Hi. If you want to CONCATENATE observations, you could do a UNION in SQL, not a JOIN. It's easy to concatenate only the new observations since the default behavior of UNION is to de-duplicate the resulting data set. Using example data from SQL Component Dictionary query-expression ...
http://support.sas.com/documentation/cdl/en/proc/61895/HTML/default/viewer.htm#a002473694.htm
data old; input flight dest :$3. @@; datalines; 145 ord 156 was 188 lax 193 fra 207 lon ;
data new;
input flight dest :$3. @@; datalines; 193 fra 207 lon 311 sja ;
proc sql; create table newer as select * from old union select * from new; quit;
data set OLD Obs flight dest 1 145 ord 2 156 was 3 188 lax 4 193 fra 5 207 lon
data set NEW
Obs flight dest 1 193 fra 2 207 lon 3 311 sja
data set NEWER (only NEW observations from data set TWO appended to data set ONE) Obs flight dest 1 145 ord 2 156 was 3 188 lax 4 193 fra 5 207 lon 6 311 sja
NOTE; You could do the same thing with two PROCs.

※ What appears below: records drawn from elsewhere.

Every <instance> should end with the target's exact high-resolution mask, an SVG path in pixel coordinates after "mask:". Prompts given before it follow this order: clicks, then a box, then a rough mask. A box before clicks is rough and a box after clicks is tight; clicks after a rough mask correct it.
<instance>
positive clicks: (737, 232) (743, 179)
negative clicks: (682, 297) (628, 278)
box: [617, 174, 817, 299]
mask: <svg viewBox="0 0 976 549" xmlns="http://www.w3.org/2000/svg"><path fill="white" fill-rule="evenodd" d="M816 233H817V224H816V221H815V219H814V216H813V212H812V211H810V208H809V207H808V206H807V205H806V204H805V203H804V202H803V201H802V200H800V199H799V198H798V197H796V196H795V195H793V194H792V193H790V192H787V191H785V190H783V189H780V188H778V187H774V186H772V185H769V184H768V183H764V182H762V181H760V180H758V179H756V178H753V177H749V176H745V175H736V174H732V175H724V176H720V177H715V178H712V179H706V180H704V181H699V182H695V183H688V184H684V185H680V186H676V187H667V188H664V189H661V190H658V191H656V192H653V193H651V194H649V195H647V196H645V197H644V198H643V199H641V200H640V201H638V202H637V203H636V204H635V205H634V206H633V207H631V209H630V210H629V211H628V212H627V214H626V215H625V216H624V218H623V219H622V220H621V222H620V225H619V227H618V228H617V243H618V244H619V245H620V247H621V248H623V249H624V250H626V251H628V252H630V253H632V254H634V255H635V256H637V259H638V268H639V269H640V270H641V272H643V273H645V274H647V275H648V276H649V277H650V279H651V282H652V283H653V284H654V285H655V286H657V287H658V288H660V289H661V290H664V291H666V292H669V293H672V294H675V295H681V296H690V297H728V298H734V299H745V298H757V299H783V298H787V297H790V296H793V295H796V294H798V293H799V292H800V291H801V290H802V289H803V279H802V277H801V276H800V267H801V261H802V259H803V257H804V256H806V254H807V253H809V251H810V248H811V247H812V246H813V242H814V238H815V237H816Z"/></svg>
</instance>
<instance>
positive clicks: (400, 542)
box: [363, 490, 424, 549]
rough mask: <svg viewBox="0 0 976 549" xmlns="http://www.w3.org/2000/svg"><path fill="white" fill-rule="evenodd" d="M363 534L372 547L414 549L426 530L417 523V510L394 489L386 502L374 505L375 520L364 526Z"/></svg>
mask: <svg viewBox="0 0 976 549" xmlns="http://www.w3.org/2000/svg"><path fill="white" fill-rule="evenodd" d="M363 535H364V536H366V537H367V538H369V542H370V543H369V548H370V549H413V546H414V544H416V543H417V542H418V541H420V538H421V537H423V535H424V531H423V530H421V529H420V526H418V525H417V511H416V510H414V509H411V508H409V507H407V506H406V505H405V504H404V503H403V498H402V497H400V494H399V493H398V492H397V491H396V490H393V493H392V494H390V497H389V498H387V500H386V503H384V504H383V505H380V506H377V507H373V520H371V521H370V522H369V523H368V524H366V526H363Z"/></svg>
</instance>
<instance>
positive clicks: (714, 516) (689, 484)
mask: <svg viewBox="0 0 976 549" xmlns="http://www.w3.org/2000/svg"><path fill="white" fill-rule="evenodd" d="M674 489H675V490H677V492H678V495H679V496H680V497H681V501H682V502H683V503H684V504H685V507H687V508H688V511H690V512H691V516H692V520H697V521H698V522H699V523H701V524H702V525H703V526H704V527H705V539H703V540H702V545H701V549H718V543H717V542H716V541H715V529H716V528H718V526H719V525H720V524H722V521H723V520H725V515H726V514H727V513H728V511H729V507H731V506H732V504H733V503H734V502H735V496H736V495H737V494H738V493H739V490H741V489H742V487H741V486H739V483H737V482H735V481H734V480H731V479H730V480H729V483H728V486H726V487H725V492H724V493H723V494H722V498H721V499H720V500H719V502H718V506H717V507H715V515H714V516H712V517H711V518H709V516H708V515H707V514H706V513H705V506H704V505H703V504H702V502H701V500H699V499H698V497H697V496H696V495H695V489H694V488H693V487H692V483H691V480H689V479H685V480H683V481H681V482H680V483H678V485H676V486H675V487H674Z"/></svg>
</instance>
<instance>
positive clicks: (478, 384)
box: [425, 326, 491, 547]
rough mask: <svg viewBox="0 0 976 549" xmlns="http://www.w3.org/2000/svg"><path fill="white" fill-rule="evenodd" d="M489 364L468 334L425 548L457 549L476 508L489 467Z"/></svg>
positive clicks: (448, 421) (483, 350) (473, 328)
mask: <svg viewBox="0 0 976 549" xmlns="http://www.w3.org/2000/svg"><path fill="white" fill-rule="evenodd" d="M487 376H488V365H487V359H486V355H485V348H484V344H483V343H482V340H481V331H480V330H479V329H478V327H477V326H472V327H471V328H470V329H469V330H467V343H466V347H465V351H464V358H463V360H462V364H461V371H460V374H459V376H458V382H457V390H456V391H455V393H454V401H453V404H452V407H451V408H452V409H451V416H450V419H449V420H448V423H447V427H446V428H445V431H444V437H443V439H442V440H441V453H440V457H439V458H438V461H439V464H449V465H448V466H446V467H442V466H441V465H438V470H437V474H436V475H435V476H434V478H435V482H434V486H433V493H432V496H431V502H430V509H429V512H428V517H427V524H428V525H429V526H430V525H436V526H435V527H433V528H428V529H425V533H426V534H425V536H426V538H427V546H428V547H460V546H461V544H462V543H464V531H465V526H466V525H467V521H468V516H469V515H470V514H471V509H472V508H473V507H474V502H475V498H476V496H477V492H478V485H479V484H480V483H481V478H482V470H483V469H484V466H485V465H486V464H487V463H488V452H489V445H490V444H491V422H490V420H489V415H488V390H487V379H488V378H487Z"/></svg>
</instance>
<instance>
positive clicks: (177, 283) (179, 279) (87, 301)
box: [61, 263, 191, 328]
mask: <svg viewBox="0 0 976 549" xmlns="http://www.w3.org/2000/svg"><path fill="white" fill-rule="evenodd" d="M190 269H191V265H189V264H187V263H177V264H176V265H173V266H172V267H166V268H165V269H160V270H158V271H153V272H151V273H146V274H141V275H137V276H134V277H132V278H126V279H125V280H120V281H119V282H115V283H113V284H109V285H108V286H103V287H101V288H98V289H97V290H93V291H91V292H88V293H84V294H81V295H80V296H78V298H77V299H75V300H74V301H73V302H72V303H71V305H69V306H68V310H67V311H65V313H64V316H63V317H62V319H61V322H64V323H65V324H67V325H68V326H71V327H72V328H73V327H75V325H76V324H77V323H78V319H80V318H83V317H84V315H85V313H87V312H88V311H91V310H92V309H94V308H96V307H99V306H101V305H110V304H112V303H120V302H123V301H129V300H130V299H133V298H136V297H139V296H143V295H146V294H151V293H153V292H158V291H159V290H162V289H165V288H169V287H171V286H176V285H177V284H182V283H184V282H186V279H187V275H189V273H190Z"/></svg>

proc append base=old data=new; run;
proc sort data=old noduprecs; by _all_; run;
You get the same resutls as above, but they are in data set OLD not data set NEWER. You could use ...
create table old as select * from old union select * from new;
in PROC SQL but you would get this warning ...
WARNING: This CREATE TABLE statement recursively references the target table. A consequence of this is a possible data integrity problem.